Tags: #Ciencia Ficción, #Fantasía

El consejo de hierro (3 page)

Al sexto día, día del pescado, el 17 de chet de 1805, llegaron a un pueblo.

En el bosque Turbio se oyó un murmullo de aire desplazado bajo el canto de la lechuza y el mono. No fue muy alto, pero los animales que se encontraban en su camino levantaron la mirada con el pánico de una presa. En los intersticios entre los árboles, junto a los saledizos de arcilla, se extendía un encaje de luna. El ramaje no se movía.

Entre las sombras de la noche apareció un hombre. Llevaba un traje negro azulado. Tenía las manos en los bolsillos. Sobre sus lustrosos zapatos, que se desplazaban a la altura de la cabeza por encima de las raíces, caían tallos de luz de luna. El hombre avanzaba, con el cuerpo en perfecto equilibro, erguido por el aire. Y mientras avanzaba, suspendido por arcanos medios entre las copas de los árboles y el suelo del bosque, el sonido venía con él, como si el espacio gimiera por su violación.

Estaba impertérrito. Algo correteó sobre él, entrando y saliendo de las sombras, entre los pliegues de su ropa. Un mono, aferrado al hombre como si fuera su madre. El mono tenía algo en el pecho, una excrecencia que se contraía y tensaba.

Bajo la débil luz, el hombre y su pasajero entraron en el circo al que los hotchi acudían a luchar. Contemplaron a los milicianos muertos, moteados de podredumbre.

El monito se colgó de los pies del hombre y se dejó caer sobre los cadáveres. Sus hábiles deditos los examinaron. Volvió a encaramarse a las piernas de un salto y emitió unos ruidos rápidos y nerviosos.

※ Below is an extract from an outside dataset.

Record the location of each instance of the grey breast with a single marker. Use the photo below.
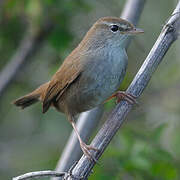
(101, 78)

Pasaron un rato sumidos en un silencio tan completo como el resto de la noche, el hombre mordiéndose los nudillos con aire meditabundo, como una cabriola paralizada, y el mono sobre su hombro, contemplando la negra floresta. Luego volvieron a ponerse en movimiento, avanzando entre los árboles con el sonido colmado de su paso, a través de helechales rotos días atrás. Después de que se hubieran alejado, los animales del bosque Turbio salieron de sus escondites. Pero estaban inquietos, y permanecieron así el resto de la noche.

2

El pueblo no tenía nombre. Los granjeros le parecieron a Cutter gente humilde. Aceptaron dinero a cambio de comida con una hosca desenvoltura. Si tenían curanderos, lo negaron. Cutter no pudo hacer más que dejar dormir a Drey.

—Tenemos que llegar a Myrshock —dijo. Los lugareños lo miraron con ignorancia y él apretó los dientes—. Ni que estuviera en la luna, joder —dijo.

—Puedo llevaros a la ciudad de los cerdos —dijo finalmente uno de los hombres—. Necesitamos cerdo y mantequilla. Está al sur, a cuatro días de aquí.

—Pero seguiremos a… no sé, unos seiscientos kilómetros de Myrshock, por Jabber —dijo Ihona.

—No tenemos elección. Y el sitio ese de los cerdos debe de ser más grande. A lo mejor pueden llevarnos más lejos. ¿Por qué no tenéis cerdos aquí?

Los aldeanos se miraron unos a otros.

—Ladrones —dijo uno de ellos.

—Así podéis ayudarnos —dijo otro—. Proteged el carromato con vuestras armas. Podéis llevarnos a la ciudad de los cerdos. Hay un mercado. Viene gente de todas partes. Tienen aeronaves, podrán ayudaros.

—¿Ladrones?

—Sí. Bandidos. Librehechos.

Sacaron un carromato tirado por dos jamelgos y conducido por uno de los aldeanos. Cutter y sus compañeros se subieron, entre raquíticas verduras y baratijas. Drey se tumbó, empapado en sudor. Su brazo apestaba. Los demás mantuvieron las armas al alcance de la mano, intranquilos y ostentosos.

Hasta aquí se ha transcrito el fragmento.